International Journal of Intelligent Information Technologies

Quantified Score

Hi-index	0.00

Visualization

Abstract

To tackle the issue of information overload, we present an Information Gain-based KeyPhrase Extraction System, called KPSpotter. KPSpotter is a flexible web-enabled keyphrase extraction system, capable of processing various formats of input data, including web data, and generating the extraction model as well as the list of keyphrases in XML. In KPSpotter, the following two features were selected for training and extracting keyphrases: 1) TF*IDF and 2) Distance from First Occurrence. Input training and testing collections were processed in three stages: 1) Data Cleaning, 2) Data Tokenizing, and 3) Data Discretizing. To measure the system performance, the keyphrases extracted by KPSpotter are compared with the ones that the authors assigned. Our experiments show that the performance of KPSpotter was evaluated to be equivalent to KEA, a well-known keyphrase extraction system.
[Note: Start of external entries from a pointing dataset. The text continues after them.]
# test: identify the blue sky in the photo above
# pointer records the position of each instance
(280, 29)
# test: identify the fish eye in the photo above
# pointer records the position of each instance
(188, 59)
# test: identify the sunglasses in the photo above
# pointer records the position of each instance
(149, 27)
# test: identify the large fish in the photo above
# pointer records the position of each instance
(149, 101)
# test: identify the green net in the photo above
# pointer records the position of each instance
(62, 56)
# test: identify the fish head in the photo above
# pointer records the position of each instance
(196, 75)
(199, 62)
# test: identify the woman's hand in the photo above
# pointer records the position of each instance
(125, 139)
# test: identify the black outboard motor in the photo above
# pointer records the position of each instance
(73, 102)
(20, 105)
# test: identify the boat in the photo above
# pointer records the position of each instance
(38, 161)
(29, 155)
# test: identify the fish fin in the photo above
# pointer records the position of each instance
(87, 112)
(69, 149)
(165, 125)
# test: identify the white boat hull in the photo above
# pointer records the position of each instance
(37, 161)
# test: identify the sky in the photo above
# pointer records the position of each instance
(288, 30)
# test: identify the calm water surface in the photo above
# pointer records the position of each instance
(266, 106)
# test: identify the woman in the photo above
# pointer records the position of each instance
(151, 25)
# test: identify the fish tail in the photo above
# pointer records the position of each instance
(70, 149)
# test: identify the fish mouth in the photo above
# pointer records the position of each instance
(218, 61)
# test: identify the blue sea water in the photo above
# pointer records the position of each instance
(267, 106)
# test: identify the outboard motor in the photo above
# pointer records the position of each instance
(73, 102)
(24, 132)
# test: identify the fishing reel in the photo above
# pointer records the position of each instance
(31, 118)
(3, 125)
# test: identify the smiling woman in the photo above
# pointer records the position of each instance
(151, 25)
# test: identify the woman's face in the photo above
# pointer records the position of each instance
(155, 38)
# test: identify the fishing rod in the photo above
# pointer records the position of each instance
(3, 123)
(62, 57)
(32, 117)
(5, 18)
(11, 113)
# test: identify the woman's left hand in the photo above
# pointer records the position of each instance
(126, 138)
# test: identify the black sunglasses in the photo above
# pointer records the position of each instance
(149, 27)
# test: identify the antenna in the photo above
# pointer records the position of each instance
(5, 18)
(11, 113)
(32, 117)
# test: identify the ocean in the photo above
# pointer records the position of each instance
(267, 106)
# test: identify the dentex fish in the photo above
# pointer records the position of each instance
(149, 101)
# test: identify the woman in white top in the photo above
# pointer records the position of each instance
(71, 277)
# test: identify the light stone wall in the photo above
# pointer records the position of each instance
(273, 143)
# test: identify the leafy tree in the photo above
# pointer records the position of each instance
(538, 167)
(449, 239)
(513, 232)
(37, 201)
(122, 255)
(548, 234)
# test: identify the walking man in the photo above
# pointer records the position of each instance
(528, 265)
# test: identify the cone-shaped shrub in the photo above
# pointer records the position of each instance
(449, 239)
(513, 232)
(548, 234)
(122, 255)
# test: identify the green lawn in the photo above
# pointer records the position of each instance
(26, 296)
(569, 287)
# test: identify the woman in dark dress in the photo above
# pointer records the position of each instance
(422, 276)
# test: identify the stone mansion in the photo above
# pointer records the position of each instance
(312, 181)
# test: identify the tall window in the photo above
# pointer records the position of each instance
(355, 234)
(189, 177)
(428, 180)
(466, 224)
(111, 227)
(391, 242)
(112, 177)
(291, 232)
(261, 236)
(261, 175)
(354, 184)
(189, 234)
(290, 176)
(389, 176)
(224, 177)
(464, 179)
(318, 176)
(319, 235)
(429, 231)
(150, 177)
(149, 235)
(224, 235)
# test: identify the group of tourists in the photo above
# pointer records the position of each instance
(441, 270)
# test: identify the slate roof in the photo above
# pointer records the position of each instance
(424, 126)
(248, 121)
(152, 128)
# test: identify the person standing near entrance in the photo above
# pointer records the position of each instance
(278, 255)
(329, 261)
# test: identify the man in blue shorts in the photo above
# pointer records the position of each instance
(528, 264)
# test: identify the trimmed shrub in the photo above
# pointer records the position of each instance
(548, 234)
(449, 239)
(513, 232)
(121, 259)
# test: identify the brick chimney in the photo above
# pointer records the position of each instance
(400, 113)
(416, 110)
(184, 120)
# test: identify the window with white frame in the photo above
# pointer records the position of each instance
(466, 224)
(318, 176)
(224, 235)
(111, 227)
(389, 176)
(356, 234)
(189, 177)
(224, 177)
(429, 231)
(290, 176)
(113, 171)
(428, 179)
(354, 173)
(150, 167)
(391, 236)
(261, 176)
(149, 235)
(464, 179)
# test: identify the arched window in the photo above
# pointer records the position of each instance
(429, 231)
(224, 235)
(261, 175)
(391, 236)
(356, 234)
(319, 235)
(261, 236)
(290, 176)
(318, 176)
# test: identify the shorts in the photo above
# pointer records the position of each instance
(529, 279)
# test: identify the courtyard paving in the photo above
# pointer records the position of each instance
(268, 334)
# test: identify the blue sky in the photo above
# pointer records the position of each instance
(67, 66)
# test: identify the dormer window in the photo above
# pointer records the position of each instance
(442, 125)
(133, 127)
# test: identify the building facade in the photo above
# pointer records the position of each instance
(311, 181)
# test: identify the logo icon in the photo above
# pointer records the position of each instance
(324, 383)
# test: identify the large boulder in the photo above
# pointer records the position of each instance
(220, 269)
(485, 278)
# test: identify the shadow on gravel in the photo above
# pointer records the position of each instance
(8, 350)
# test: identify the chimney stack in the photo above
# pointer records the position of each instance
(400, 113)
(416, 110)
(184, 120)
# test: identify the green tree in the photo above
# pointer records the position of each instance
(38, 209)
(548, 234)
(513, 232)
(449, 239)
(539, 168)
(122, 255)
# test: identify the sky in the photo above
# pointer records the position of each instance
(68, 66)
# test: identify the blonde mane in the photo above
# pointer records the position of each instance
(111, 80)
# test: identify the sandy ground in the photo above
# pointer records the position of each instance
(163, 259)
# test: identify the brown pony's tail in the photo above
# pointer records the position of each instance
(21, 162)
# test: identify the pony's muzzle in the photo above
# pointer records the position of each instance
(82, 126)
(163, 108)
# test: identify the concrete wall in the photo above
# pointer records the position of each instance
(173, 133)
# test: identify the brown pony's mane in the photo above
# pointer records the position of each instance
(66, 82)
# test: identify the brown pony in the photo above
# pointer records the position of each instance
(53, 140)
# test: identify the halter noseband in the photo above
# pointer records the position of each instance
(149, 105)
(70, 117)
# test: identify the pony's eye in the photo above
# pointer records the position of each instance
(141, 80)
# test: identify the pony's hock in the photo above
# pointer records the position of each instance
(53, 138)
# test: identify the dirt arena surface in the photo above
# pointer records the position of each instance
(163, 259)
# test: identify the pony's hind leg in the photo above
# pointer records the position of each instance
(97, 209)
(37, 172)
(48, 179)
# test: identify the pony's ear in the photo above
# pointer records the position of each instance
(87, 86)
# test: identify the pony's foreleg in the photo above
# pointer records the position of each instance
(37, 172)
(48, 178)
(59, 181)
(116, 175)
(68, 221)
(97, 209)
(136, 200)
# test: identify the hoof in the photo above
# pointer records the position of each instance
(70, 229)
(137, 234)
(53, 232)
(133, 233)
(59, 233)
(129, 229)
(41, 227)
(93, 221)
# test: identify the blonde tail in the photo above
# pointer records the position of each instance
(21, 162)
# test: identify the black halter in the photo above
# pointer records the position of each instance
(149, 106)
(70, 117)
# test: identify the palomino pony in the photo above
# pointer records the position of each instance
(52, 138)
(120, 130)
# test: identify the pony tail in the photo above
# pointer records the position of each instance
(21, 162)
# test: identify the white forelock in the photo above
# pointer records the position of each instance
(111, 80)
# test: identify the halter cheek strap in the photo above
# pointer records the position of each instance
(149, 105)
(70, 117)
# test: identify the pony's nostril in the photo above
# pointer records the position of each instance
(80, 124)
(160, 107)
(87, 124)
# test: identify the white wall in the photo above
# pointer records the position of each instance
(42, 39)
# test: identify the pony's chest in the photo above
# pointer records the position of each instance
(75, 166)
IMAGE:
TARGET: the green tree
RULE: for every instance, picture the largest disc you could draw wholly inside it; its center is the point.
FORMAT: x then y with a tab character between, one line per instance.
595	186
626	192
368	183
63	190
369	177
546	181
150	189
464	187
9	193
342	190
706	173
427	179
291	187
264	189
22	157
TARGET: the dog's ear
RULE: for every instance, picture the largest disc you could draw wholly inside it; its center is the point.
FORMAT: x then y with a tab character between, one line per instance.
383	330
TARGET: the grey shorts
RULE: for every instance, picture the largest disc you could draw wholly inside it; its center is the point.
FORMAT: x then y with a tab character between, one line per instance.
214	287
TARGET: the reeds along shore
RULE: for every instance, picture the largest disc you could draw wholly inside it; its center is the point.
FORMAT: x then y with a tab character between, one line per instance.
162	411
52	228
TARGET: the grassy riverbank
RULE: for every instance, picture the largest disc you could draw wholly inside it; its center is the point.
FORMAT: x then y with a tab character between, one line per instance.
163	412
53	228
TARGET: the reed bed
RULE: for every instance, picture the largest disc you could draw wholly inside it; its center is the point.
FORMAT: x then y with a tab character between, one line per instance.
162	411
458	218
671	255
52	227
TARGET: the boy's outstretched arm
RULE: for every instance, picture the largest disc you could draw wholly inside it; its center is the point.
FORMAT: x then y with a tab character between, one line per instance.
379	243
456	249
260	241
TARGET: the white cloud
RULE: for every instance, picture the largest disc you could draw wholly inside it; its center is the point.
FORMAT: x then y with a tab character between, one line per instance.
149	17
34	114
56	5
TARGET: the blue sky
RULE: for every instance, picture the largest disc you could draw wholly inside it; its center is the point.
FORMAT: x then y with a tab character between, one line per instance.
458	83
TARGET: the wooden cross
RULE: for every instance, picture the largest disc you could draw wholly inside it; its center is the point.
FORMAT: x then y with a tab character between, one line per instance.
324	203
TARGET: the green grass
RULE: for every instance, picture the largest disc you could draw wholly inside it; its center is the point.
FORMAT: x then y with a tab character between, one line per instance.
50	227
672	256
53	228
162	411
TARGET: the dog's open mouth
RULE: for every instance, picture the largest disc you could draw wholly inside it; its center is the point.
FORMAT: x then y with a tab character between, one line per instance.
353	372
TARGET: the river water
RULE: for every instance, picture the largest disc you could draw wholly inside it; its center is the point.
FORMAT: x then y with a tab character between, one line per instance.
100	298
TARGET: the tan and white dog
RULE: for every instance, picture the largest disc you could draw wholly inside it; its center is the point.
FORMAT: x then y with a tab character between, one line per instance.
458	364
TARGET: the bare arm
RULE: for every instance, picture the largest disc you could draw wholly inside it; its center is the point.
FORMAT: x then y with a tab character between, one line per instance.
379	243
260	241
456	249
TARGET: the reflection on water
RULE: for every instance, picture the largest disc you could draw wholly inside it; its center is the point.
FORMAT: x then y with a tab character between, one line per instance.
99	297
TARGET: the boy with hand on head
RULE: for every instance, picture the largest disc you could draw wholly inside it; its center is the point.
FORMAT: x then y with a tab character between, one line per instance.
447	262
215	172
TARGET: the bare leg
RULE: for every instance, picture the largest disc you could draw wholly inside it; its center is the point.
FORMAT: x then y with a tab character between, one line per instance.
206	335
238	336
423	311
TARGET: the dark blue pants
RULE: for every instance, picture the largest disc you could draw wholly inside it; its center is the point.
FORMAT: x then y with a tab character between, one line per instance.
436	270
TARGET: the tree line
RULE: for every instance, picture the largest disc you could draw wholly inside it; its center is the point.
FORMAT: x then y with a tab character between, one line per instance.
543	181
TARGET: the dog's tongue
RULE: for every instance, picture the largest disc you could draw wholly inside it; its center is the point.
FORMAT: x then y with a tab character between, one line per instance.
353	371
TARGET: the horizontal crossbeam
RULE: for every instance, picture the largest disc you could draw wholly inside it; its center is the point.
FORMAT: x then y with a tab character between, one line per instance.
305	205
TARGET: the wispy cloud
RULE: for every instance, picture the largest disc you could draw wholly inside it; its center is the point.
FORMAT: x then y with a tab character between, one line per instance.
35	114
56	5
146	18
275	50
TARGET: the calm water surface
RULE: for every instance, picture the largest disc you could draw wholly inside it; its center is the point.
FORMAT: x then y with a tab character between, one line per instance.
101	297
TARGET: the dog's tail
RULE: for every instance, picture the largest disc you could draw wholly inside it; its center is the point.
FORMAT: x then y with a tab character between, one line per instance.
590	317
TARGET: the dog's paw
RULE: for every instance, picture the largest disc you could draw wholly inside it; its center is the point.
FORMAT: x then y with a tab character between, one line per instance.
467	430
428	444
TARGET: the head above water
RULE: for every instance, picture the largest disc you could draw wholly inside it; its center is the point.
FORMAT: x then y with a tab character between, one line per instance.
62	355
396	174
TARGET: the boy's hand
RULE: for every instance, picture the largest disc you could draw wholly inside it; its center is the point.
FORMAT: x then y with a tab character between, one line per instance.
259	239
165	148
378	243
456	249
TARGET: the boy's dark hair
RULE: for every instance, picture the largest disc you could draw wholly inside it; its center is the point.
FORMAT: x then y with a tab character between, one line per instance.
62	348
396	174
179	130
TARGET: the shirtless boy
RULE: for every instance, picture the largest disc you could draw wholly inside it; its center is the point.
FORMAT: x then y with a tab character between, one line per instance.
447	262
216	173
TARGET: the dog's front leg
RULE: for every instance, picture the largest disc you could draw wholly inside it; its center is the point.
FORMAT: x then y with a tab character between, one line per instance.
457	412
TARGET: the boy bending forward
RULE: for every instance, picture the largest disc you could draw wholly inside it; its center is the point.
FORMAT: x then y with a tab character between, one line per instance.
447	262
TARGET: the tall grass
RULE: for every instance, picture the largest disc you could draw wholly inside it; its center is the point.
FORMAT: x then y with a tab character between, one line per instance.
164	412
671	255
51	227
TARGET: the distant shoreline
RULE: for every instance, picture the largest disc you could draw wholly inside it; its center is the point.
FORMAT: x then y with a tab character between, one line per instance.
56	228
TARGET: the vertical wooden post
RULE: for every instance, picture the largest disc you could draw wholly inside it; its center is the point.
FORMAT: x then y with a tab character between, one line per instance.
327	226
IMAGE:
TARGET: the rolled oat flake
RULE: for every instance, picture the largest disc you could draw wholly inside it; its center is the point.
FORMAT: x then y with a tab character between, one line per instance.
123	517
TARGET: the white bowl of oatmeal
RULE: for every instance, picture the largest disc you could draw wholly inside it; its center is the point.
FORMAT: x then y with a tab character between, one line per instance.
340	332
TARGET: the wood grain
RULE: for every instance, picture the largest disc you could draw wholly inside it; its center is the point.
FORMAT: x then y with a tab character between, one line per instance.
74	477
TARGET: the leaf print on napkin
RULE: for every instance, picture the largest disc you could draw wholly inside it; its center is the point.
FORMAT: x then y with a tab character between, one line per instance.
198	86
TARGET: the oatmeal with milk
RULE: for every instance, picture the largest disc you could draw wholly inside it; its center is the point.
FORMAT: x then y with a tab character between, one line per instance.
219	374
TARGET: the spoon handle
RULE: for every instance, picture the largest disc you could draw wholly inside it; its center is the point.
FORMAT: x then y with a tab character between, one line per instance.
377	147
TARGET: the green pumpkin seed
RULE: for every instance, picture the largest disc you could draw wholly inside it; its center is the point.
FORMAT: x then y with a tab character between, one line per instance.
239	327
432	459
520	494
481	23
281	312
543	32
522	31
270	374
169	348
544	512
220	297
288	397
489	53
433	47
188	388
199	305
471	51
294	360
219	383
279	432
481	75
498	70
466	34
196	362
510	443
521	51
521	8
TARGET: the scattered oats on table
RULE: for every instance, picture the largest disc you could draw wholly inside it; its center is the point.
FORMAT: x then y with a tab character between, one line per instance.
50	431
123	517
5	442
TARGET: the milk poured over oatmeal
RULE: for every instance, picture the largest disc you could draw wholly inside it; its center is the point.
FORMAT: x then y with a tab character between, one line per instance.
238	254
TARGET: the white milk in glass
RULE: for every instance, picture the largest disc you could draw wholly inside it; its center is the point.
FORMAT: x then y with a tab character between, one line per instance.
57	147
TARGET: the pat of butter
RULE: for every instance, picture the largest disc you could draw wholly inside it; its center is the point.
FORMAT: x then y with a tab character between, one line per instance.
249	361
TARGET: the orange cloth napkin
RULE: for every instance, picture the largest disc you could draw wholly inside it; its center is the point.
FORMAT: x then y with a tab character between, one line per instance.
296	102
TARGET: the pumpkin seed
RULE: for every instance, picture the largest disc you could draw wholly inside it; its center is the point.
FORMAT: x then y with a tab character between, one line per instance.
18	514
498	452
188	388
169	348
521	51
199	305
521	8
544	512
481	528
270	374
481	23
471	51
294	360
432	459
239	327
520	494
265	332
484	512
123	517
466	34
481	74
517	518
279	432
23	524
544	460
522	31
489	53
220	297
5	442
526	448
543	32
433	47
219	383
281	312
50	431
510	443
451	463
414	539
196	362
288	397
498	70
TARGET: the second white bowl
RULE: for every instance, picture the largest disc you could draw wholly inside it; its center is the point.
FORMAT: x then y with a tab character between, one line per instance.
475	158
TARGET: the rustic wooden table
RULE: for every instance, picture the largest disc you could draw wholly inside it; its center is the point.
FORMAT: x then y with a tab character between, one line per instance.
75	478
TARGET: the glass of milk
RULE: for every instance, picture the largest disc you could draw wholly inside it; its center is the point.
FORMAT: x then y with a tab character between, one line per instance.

KPSpotter, however, is differentiated from other extraction systems in the followings: First, KPSpotter employs a new keyphrase extraction technique that combines the Information Gain data mining measure and several Natural Language Processing techniques such as stemming and case-folding. Second, KPSpotter is able to process various types of input data such as XML, HTML, and unstructured text data and generate XML output. Third, the user can provide input data and execute KPSpotter through the Internet. Fourth, for efficiency and performance reason, KPSpotter stores candidate keyphrases and its related information such as frequency and stemmed form into an embedded database management system.